Before 2019
I used to generate the clients to consume WCF services with Visual Studio 2017 or Rider (the behavior is the same). What happens is that the generated client inherits of System.ServiceModel.ClientBase
and I can pass an endpoint configuration to this ClientBase
through the generated client.
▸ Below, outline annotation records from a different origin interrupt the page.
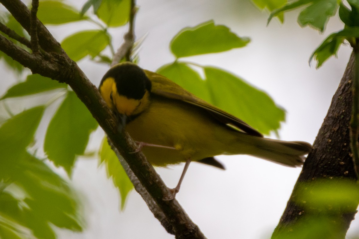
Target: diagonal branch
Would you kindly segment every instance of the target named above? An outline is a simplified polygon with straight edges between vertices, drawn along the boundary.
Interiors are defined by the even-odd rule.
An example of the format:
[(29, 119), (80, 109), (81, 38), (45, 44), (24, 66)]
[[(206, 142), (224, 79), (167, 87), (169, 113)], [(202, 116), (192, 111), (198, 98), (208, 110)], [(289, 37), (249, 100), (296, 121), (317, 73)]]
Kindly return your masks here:
[[(23, 27), (29, 30), (29, 11), (19, 0), (0, 0)], [(191, 220), (175, 199), (164, 201), (172, 193), (153, 167), (141, 152), (130, 153), (136, 143), (126, 132), (119, 133), (115, 116), (102, 98), (96, 86), (89, 80), (76, 63), (70, 59), (59, 43), (39, 21), (38, 21), (39, 43), (52, 53), (42, 56), (31, 54), (0, 35), (0, 51), (31, 70), (43, 76), (68, 84), (103, 129), (130, 168), (163, 212), (173, 228), (177, 239), (204, 239), (198, 226)], [(54, 51), (60, 53), (55, 54)]]
[(133, 184), (135, 187), (135, 189), (141, 195), (141, 196), (142, 197), (143, 200), (147, 205), (148, 208), (152, 212), (152, 213), (153, 214), (153, 215), (159, 221), (161, 225), (162, 225), (162, 226), (164, 228), (168, 233), (170, 234), (174, 235), (174, 231), (173, 227), (167, 219), (167, 218), (164, 214), (163, 213), (163, 212), (157, 206), (157, 204), (153, 200), (153, 199), (151, 197), (151, 196), (149, 194), (148, 192), (147, 192), (146, 189), (142, 185), (140, 182), (138, 178), (137, 178), (136, 175), (131, 170), (131, 169), (130, 168), (130, 166), (129, 166), (129, 164), (127, 163), (127, 162), (125, 160), (122, 156), (120, 154), (117, 149), (113, 147), (113, 145), (111, 141), (108, 140), (108, 143), (111, 146), (111, 148), (115, 152), (116, 156), (118, 158), (119, 161), (121, 163), (122, 167), (123, 167), (123, 169), (125, 169), (127, 175), (128, 175), (129, 177), (130, 178), (130, 180), (131, 180), (131, 182), (132, 183), (132, 184)]
[[(22, 27), (30, 33), (30, 11), (20, 0), (0, 0), (1, 3)], [(37, 33), (40, 46), (48, 52), (63, 53), (64, 52), (42, 23), (37, 20)]]
[[(305, 192), (304, 190), (314, 193), (314, 191), (311, 191), (312, 188), (309, 184), (306, 184), (308, 186), (305, 188), (300, 186), (303, 182), (320, 182), (321, 179), (324, 179), (334, 181), (332, 180), (333, 178), (345, 179), (355, 182), (357, 180), (350, 146), (349, 127), (353, 102), (351, 81), (354, 75), (355, 58), (354, 54), (352, 54), (313, 144), (314, 150), (309, 154), (304, 163), (286, 207), (272, 235), (272, 239), (294, 238), (295, 237), (294, 235), (301, 235), (306, 230), (303, 227), (296, 228), (296, 226), (300, 226), (308, 218), (315, 219), (318, 221), (320, 217), (330, 218), (328, 221), (332, 223), (332, 226), (338, 227), (336, 229), (337, 230), (335, 231), (335, 233), (332, 232), (328, 237), (329, 228), (327, 224), (321, 224), (316, 228), (315, 236), (312, 235), (313, 238), (344, 239), (356, 213), (359, 203), (357, 197), (350, 199), (352, 201), (350, 204), (336, 211), (331, 209), (330, 207), (326, 210), (314, 207), (310, 208), (309, 210), (298, 203), (298, 199), (300, 198)], [(312, 185), (315, 185), (314, 183)], [(313, 196), (318, 196), (313, 195)], [(309, 202), (305, 203), (308, 204)], [(306, 226), (309, 228), (312, 225), (307, 224)]]
[(15, 32), (15, 31), (10, 29), (1, 22), (0, 22), (0, 31), (7, 35), (9, 37), (17, 40), (23, 45), (24, 45), (28, 48), (31, 48), (31, 43), (28, 40), (19, 35)]

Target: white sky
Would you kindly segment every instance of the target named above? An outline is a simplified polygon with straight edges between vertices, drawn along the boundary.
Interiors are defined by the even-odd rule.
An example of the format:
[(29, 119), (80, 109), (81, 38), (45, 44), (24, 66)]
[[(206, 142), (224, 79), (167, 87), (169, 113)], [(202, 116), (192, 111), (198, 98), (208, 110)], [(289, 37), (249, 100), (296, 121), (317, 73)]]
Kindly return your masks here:
[[(85, 1), (67, 1), (79, 9)], [(155, 71), (173, 61), (168, 47), (172, 37), (184, 27), (213, 19), (215, 23), (228, 26), (239, 35), (250, 37), (251, 42), (243, 48), (188, 58), (188, 60), (221, 67), (264, 90), (287, 111), (286, 122), (279, 131), (280, 139), (313, 142), (350, 49), (342, 46), (339, 59), (331, 58), (318, 70), (309, 67), (308, 60), (326, 37), (342, 28), (337, 17), (331, 19), (327, 31), (321, 35), (308, 27), (301, 28), (296, 22), (298, 11), (286, 15), (284, 25), (274, 19), (267, 27), (268, 14), (260, 12), (247, 1), (137, 1), (140, 9), (136, 34), (137, 37), (147, 34), (139, 54), (141, 67)], [(51, 31), (60, 41), (79, 29), (95, 27), (88, 23), (76, 26), (53, 27)], [(120, 44), (123, 32), (118, 31), (111, 31), (115, 46)], [(79, 64), (96, 85), (108, 70), (104, 65), (86, 60)], [(10, 79), (11, 75), (7, 71), (0, 68), (2, 75), (8, 75)], [(9, 82), (0, 83), (0, 94), (10, 84)], [(92, 144), (99, 144), (103, 135), (101, 131), (95, 134)], [(209, 238), (269, 238), (301, 169), (246, 156), (218, 158), (227, 170), (191, 164), (177, 199)], [(73, 178), (85, 202), (87, 228), (81, 234), (59, 230), (59, 238), (174, 238), (166, 232), (134, 191), (130, 194), (125, 211), (120, 211), (118, 193), (112, 181), (107, 179), (104, 168), (98, 169), (97, 165), (95, 159), (79, 161)], [(173, 187), (182, 169), (180, 166), (157, 171), (169, 187)], [(358, 224), (353, 222), (350, 233), (358, 231)]]

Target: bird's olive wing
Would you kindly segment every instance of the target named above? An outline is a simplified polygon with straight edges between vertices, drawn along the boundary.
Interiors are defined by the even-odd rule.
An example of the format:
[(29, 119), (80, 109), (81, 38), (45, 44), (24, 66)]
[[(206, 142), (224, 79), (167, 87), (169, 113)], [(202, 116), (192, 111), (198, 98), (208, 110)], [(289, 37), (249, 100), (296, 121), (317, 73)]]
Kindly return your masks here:
[(152, 83), (151, 93), (201, 107), (206, 110), (218, 120), (234, 130), (263, 137), (260, 133), (242, 120), (198, 98), (168, 78), (149, 71), (145, 70), (145, 72)]

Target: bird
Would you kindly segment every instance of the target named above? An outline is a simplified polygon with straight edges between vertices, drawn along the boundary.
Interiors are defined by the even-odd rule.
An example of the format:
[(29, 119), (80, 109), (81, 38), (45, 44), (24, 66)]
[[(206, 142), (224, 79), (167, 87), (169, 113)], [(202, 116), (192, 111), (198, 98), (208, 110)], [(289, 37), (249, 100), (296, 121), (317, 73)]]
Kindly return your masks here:
[(168, 200), (179, 191), (192, 161), (224, 169), (214, 156), (248, 154), (296, 167), (312, 149), (306, 142), (264, 138), (242, 120), (129, 62), (111, 68), (99, 89), (117, 116), (119, 130), (126, 130), (137, 143), (136, 152), (141, 151), (155, 166), (185, 163)]

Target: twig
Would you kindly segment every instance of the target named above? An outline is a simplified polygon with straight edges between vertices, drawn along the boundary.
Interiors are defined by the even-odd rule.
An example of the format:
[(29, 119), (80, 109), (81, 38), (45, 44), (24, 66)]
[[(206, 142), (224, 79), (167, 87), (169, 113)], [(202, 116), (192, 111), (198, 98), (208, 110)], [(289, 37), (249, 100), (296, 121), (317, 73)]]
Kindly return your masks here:
[[(0, 3), (24, 28), (27, 30), (29, 29), (29, 11), (26, 6), (24, 8), (20, 0), (0, 0)], [(43, 46), (46, 51), (56, 51), (60, 54), (48, 59), (39, 54), (31, 54), (1, 35), (0, 51), (29, 68), (33, 73), (67, 83), (98, 122), (141, 184), (165, 215), (173, 227), (176, 238), (205, 238), (175, 199), (169, 201), (163, 200), (172, 195), (169, 189), (141, 152), (130, 153), (136, 149), (136, 143), (126, 133), (118, 132), (116, 118), (96, 87), (59, 45), (60, 48), (57, 49), (58, 43), (46, 28), (39, 21), (38, 23), (39, 43), (42, 48)]]
[(17, 40), (23, 45), (24, 45), (31, 49), (31, 43), (30, 41), (23, 37), (20, 35), (15, 32), (15, 31), (10, 29), (1, 23), (0, 23), (0, 31), (7, 35), (9, 37)]
[(359, 119), (358, 110), (359, 105), (359, 48), (355, 46), (354, 78), (352, 81), (353, 99), (351, 108), (351, 118), (350, 119), (350, 148), (353, 154), (354, 169), (356, 174), (357, 180), (359, 180)]
[(39, 51), (39, 39), (37, 37), (37, 9), (39, 0), (32, 0), (30, 18), (30, 36), (31, 38), (31, 49), (33, 53), (37, 53)]
[(167, 220), (166, 217), (166, 215), (163, 213), (163, 212), (157, 206), (157, 204), (153, 200), (153, 199), (151, 197), (151, 196), (149, 194), (146, 189), (142, 185), (140, 182), (138, 178), (136, 176), (134, 173), (133, 172), (130, 168), (129, 164), (127, 163), (123, 158), (121, 156), (118, 152), (118, 150), (115, 147), (113, 144), (107, 138), (108, 144), (111, 147), (111, 148), (115, 152), (116, 156), (118, 159), (118, 161), (121, 163), (123, 169), (125, 169), (126, 173), (129, 176), (130, 180), (131, 182), (133, 184), (135, 187), (135, 189), (136, 191), (139, 193), (141, 196), (142, 197), (143, 200), (147, 205), (147, 206), (150, 209), (150, 210), (153, 214), (153, 215), (158, 220), (162, 226), (164, 228), (168, 233), (172, 235), (174, 234), (174, 231), (173, 227), (171, 225), (171, 223)]
[(131, 61), (131, 54), (135, 42), (135, 16), (137, 12), (135, 0), (131, 0), (130, 18), (129, 19), (129, 30), (123, 35), (123, 43), (117, 49), (113, 56), (113, 59), (111, 63), (113, 66), (118, 63), (123, 58), (127, 61)]
[[(30, 33), (31, 12), (26, 5), (20, 0), (0, 0), (0, 3), (31, 35)], [(53, 38), (47, 29), (38, 19), (37, 20), (37, 36), (39, 44), (41, 48), (47, 52), (65, 54), (60, 44)]]

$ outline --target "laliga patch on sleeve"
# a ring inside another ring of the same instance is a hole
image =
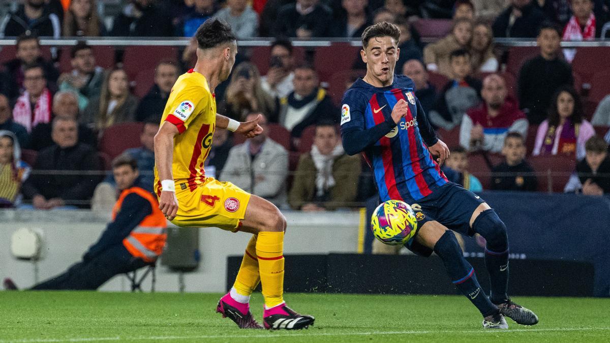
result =
[[[343,106],[341,106],[341,125],[343,125],[345,123],[347,123],[351,120],[351,117],[350,115],[350,105],[347,104],[343,104]]]
[[[178,107],[176,107],[176,110],[174,111],[174,115],[182,121],[186,121],[193,110],[195,110],[195,105],[193,104],[193,103],[188,100],[185,100],[181,103],[178,105]]]

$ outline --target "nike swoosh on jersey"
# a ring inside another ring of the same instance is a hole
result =
[[[373,112],[374,112],[375,114],[377,114],[379,112],[380,110],[381,110],[382,109],[383,109],[384,107],[385,107],[387,106],[387,104],[384,105],[384,106],[381,106],[381,107],[379,107],[379,108],[378,108],[378,109],[377,109],[376,110],[373,110]]]

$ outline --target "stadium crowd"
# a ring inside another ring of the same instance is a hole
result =
[[[188,37],[212,17],[239,39],[275,38],[240,48],[216,93],[221,114],[262,114],[265,134],[245,142],[217,130],[206,173],[281,208],[332,210],[375,196],[368,167],[343,151],[337,128],[343,93],[365,72],[359,48],[306,49],[290,39],[357,40],[381,21],[401,29],[395,71],[413,79],[451,146],[443,167],[451,181],[475,192],[610,193],[608,48],[560,46],[603,39],[608,0],[124,2],[107,18],[95,0],[23,0],[0,23],[0,35],[16,37],[0,51],[0,206],[109,212],[116,182],[104,171],[122,154],[137,161],[152,191],[152,138],[174,82],[195,60],[193,40],[179,51],[84,39],[58,49],[39,37]],[[494,38],[537,46],[509,49]]]

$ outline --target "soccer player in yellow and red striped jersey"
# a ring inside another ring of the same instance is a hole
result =
[[[231,73],[237,46],[231,27],[209,20],[195,34],[197,63],[178,78],[155,136],[155,192],[159,209],[182,227],[215,226],[253,234],[235,284],[217,312],[242,328],[262,328],[252,316],[250,294],[261,283],[267,329],[296,330],[314,323],[289,308],[283,298],[284,233],[286,220],[274,205],[228,182],[207,176],[204,162],[214,130],[246,137],[260,134],[261,117],[239,123],[216,113],[214,90]]]

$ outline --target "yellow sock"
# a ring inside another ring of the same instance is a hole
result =
[[[249,295],[260,281],[259,261],[256,258],[256,236],[253,235],[246,247],[246,252],[243,254],[242,265],[233,287],[239,294]]]
[[[265,305],[279,305],[284,301],[284,233],[259,233],[256,255]]]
The generated code looks like:
public partial class GeneratedSoapClient : ClientBase<GeneratedSoapClient>
{
public GeneratedSoapClient (string endpointConfigurationName) :
base(endpointConfigurationName)
{
}
// ...
}
That allows to add some endpoints in the host's app.config
:
<system.serviceModel>
<bindings>
<basicHttpBinding>
<binding name="MySoap" />
</basicHttpBinding>
</bindings>
<client>
<endpoint address="http://dev.my_service.net?asmx"
binding="basicHttpBinding" bindingConfiguration="MySoap"
name="MyService_Dev" />
<endpoint address="http://prod.my_service.net?asmx"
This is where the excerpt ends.